I bought some 15 rolls of 35mm for discounted price as was due to expire (october 2009) and only recently started shooting it but am not liking the results so far. What i get are dull photos with no snap to them.

What I was wandering is then what could be the problem. As I don't think it's the films' age (they've been stored n the fridge for a while, and in a dry pretty cold closet afterwards) I am imagining is the low contrast nature of it, which would probably make it more suitable for studio situations for istance, when you have more control on the lights and shadows.

That said, mosto of the photos i took were taken under the rather overcast skies of wintery England, which I'm sure doesn't help.

What's you take on it? Have any experience with the film? I'm trying to experiment with different films and try to spot those i like the most, so I guess a bit of discussion of this nature could be useful for me (and other members) to learn to know your films and spot their qualities/best use.


----------



## compur (Feb 15, 2010)

Hard to answer without seeing an example.


----------



## kreuzberg (Feb 15, 2010)

I've used 400NPH which I think is the older name for the same thing.  It is designed to have a lower contrast like you said and I've noticed that it really doesn't like overcast skies or dull lighting.  Try it on a day with blue skies and it should be much better.

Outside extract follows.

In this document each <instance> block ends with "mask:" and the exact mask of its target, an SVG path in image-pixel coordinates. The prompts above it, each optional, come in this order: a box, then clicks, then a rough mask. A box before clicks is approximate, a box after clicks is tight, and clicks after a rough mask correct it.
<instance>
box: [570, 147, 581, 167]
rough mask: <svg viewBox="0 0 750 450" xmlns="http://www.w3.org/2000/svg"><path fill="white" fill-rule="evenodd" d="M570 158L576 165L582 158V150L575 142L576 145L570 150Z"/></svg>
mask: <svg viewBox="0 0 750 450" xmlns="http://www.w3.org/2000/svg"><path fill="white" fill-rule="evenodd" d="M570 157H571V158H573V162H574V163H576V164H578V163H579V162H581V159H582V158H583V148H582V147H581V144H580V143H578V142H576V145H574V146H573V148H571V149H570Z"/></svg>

One thing you didn't say was if you were looking at prints or the scanned negatives?  I've had prints back that were terrible, but when I looked at the scans I couldn't believe how better they looked.


----------



## a_spaceman (Feb 15, 2010)

kreuzberg said:


> I've used 400NPH which I think is the older name for the same thing.  It is designed to have a lower contrast like you said and I've noticed that it really doesn't like overcast skies or dull lighting.  Try it on a day with blue skies and it should be much better.
> 
> One thing you didn't say was if you were looking at prints or the scanned negatives?  I've had prints back that were terrible, but when I looked at the scans I couldn't believe how better they looked.


that's good news as i'm talking about prints. i'll be scanning some of them tomorrow as i'll be needing them so hopefully it will be the same for me... will let you know


----------



## Sjixxxy (Feb 16, 2010)

a_spaceman said:


> that's good news as i'm talking about prints.



Machine prints can make film quite unflattering. If i ever bother getting them, I use them for nothing more than a proof to analyze the composition. Here is an example from 400H that I shot a few weeks ago.

[Machine Print]  [My Interpretation]

The whole set of prints that I got back from the lab were just gross, unsharp and depressing.


----------



## a_spaceman (Feb 17, 2010)

Sjixxxy said:


> a_spaceman said:
> 
> 
> > that's good news as i'm talking about prints.
> ...


your example is perfect, it's THAT kind of flatness i'm talking about.
i barely ever get prints done in the lab, just did this time as i need to archive/reinstall my powerbook and am relying on my girlfriend's pc, which means very little will to deal with it.
still wanted to scan them yesterday but my i'm pretty usless at making nice and tidy archives, so i haven't found the negs yet...


----------